Kurs Dolar AS Menguat Berkat Kenaikan Suku Bunga, IHSG Terkoreksi

Kurs Dolar AS Menguat Berkat Kenaikan Suku Bunga, IHSG Terkoreksi Kurs Dolar AS Menguat Berkat Kenaikan Suku Bunga, IHSG Terkoreksi

BERITA - JAKARTA. Nilai tukar dolar Amerika Serikat (AS) menguat terhadap rupiah. Berdasarkan data Bloomberg, dalam Senin (26/9), kurs dolar AS menguat 0,61% menjabat Rp 15.130.

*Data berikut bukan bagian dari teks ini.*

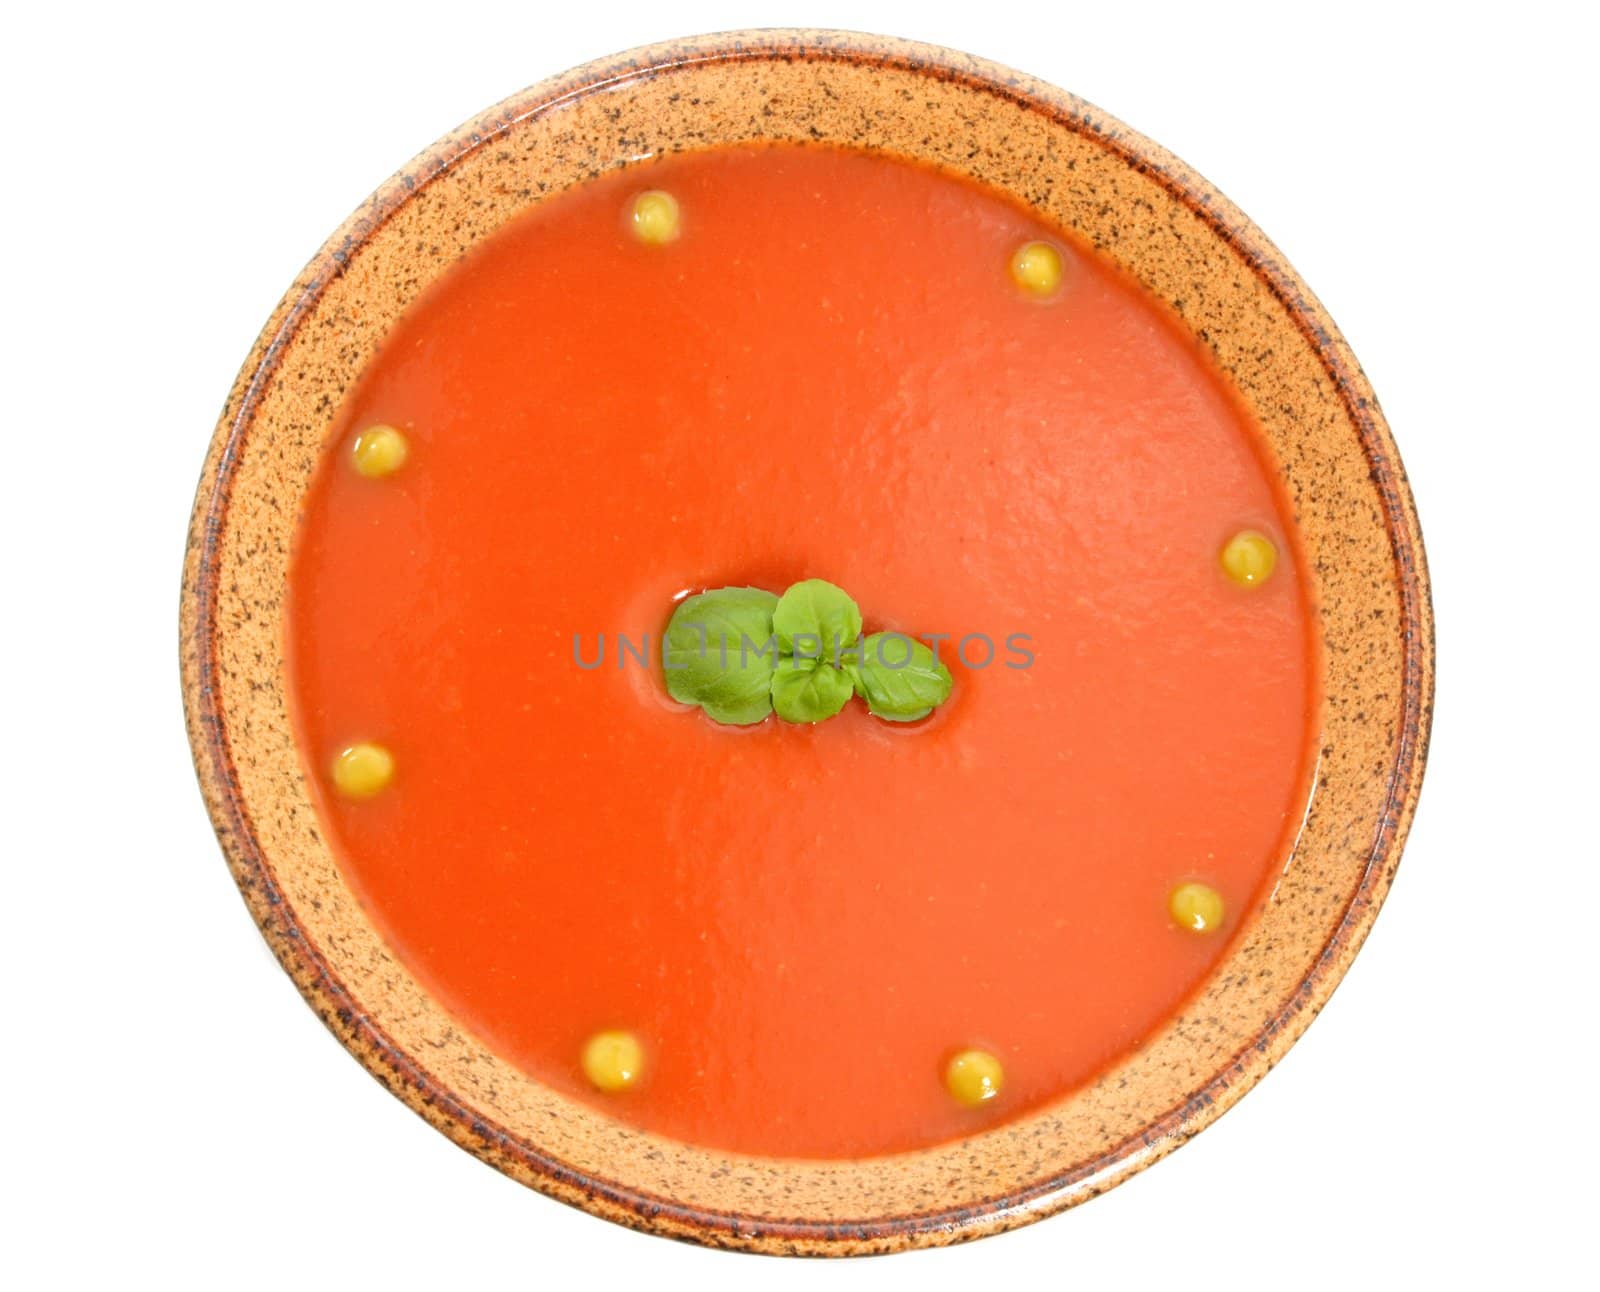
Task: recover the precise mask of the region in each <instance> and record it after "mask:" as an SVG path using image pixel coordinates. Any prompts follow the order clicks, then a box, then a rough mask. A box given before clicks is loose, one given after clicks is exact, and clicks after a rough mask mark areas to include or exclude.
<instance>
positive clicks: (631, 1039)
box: [582, 1031, 645, 1092]
mask: <svg viewBox="0 0 1600 1292" xmlns="http://www.w3.org/2000/svg"><path fill="white" fill-rule="evenodd" d="M582 1062H584V1076H587V1078H589V1079H590V1081H592V1083H594V1086H595V1089H598V1091H610V1092H614V1091H626V1089H627V1087H629V1086H632V1084H634V1083H635V1081H638V1075H640V1071H643V1067H645V1049H643V1046H640V1044H638V1038H637V1036H634V1033H632V1031H597V1033H595V1035H594V1036H590V1038H589V1041H587V1043H586V1044H584V1059H582Z"/></svg>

Penguatan nilai tukar dolar AS nan menyebabkan pelayuhan kurs rupiah diiringi pelayuhan Indeks Harga Saham Gabungan (IHSG). Pada Senin (26/9), IHSG dikap turun 0,71% ke level 7.127,50 dan sempat menyentuh level tependek antara 7.039,24.

Analis Kanggotaa Hita Solvera Raditya Krisna Pradana mengatakan, penguatan kurs dolar AS didorong untuk kebijakan bank sentral AS The Fed yang menaikkan suku bunga acuan sesenggang 75 basis points (bps) ala pekan kalakian. Hal itu pun diikuti untuk Bank Indonesia yang mengerek suku bunga acuan sesenggang 50 bps.

"Secara umum, peningkatan suku bunga menyebabkan capital outflow di pasar kontribusi Indonesia karena mayoritas investor lebih memilih instrumen investasi deposito di kondisi saat ini," kata Raditya saat dihubungi Kontan.co.id, Senin (26/9).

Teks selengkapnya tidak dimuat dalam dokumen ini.